If the shell tool only checks that "the command started successfully", it may return:

status: ok

But the actual process exit code is:

exitCode: 1

That is not execution success.

That is a tool protocol design bug.

Another example is a read tool.

The model wants to read:

src/auth/session.ts

But the current working directory is wrong, so it reads a same-named file in another package.

The tool returns file content.

The status is also ok.

But the action semantics are wrong.

Another example is an edit tool.

The patch applied.

But it applied to a generated file instead of the source file.
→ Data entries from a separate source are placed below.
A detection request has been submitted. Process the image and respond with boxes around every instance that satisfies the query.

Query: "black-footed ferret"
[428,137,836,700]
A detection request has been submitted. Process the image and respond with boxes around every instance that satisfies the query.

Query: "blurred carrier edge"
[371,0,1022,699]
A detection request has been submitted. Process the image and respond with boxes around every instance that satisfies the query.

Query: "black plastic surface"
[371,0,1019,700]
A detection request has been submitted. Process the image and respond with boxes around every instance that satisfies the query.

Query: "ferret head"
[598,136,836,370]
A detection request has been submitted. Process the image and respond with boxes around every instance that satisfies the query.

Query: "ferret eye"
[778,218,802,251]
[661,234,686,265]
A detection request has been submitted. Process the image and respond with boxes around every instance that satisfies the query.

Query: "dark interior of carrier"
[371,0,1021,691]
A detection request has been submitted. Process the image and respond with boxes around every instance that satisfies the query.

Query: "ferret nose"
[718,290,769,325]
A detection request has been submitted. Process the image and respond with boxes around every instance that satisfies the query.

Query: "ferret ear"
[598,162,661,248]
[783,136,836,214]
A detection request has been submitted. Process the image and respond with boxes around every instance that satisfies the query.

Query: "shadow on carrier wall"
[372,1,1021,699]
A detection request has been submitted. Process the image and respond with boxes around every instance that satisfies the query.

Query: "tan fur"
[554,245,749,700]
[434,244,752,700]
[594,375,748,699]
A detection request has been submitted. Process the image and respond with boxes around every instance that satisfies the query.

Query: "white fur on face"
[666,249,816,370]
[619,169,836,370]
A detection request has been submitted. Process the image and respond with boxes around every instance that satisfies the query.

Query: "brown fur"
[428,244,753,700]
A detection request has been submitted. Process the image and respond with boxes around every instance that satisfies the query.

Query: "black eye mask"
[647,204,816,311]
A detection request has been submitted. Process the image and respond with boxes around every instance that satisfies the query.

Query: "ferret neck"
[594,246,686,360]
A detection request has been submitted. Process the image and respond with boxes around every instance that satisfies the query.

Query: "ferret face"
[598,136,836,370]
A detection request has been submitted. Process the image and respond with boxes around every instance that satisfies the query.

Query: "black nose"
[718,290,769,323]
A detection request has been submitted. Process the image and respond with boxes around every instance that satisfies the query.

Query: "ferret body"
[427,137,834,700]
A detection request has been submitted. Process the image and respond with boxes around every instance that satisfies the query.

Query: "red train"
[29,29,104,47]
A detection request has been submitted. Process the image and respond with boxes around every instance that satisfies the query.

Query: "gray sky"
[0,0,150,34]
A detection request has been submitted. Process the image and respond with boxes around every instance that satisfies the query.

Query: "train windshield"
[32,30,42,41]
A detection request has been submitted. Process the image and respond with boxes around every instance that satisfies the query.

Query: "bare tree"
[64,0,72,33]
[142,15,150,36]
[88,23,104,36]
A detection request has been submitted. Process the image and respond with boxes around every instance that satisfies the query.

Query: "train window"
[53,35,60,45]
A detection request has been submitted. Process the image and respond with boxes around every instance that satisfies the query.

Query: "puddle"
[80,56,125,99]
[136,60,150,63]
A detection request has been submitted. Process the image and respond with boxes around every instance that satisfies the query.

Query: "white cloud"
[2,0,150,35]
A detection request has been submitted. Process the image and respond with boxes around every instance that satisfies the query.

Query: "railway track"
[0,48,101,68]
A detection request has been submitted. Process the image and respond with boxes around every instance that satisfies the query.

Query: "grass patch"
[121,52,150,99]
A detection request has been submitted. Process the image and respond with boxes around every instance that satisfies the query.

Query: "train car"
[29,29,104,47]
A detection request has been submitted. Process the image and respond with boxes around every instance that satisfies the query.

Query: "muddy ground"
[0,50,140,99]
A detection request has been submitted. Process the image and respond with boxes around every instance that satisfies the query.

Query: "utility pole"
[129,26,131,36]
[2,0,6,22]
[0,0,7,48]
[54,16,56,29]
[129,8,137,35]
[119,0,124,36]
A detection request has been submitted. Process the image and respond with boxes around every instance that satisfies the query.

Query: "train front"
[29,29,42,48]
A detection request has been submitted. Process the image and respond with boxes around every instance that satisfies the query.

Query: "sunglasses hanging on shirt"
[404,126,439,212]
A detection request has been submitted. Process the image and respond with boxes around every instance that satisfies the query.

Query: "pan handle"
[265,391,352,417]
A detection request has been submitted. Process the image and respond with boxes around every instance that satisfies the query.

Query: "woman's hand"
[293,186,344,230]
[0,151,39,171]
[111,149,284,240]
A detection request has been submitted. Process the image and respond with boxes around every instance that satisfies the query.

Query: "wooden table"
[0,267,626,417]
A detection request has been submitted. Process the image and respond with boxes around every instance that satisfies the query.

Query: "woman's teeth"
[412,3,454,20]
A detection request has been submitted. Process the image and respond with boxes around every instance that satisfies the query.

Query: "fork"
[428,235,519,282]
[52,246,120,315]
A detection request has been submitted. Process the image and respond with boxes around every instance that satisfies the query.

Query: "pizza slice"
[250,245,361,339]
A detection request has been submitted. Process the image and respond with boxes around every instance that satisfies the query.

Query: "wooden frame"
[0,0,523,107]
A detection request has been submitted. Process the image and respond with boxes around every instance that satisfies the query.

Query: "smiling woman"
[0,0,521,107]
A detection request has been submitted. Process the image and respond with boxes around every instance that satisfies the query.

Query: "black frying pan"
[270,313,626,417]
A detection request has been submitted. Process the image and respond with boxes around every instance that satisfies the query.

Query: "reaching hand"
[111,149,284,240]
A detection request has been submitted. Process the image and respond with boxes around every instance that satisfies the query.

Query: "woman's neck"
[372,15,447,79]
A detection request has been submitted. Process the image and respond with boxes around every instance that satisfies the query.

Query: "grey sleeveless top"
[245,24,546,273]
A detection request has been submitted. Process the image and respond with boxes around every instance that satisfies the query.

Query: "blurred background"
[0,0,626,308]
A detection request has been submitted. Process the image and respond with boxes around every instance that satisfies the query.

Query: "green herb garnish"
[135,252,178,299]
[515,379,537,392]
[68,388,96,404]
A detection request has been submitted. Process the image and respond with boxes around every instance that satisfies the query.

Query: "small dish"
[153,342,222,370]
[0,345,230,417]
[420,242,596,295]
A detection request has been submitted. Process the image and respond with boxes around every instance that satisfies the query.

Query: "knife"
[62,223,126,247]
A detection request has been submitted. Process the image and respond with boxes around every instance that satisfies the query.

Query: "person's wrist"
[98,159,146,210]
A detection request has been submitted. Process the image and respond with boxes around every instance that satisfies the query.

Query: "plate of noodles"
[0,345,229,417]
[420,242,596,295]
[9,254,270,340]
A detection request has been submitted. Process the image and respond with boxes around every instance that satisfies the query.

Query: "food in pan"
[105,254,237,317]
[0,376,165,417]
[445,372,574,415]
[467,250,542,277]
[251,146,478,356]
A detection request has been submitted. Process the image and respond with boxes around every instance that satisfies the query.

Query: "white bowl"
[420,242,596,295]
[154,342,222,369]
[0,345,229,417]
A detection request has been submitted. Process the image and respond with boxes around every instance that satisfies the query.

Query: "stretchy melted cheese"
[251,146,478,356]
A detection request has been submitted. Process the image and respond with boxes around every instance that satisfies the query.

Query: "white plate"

The tool may still return ok.

But the task did not move forward.

So trace cannot only store:

toolName
status
duration

It must also store:

cwd
resolved path
exit code
stdout/stderr artifact
side effect summary
diff artifact
expected semantic outcome
normalization rule

For a CLI Agent, tool execution errors include at least:

command ran in the wrong directory.
command arguments were wrong.
tool schema was too loose.
path resolution was wrong.
timeout was wrapped as success.
stderr was dropped.
patch applied to the wrong place.
sandbox and real workspace diverged.
tool result normalization was wrong.

The trace analyzer must separate tool-layer errors from model-layer errors.

For example, the model proposes:

{
  "tool": "bash",
  "args": {
    "cmd": "pnpm test auth/session.test.ts",
    "cwd": "/repo"
  }
}

This is a reasonable intent.

But during actual execution, the tool runtime changes cwd to:

/repo/packages/docs

Then attribution should land on the tool runtime.

Not the model.

A minimal check can be:

function classifyExecutionMismatch(action: ActionTrace): FailureFinding | null {
  const expected = action.intent.normalizedInput;
  const actual = action.execution.resolvedInput;

  if (expected.cwd !== actual.cwd) {
    return {
      type: "tool_execution_mismatch",
      evidence: [action.intent.eventId, action.execution.eventId],
      message: "Tool executed in a different directory than the intent requested",
    };
  }

  if (action.execution.exitCode && action.observation.status === "success") {
    return {
      type: "tool_result_misclassified",
      evidence: [action.execution.eventId, action.observation.eventId],
      message: "A non-zero exit code was projected as success",
    };
  }

  return null;
}

The second branch also connects to the next class:

Observation projection error.

But it first reminds us:

Tool execution is not a function returning.
Tool execution is a contract between intent and real-world side effects.

Trace Analysis must check whether this contract was broken.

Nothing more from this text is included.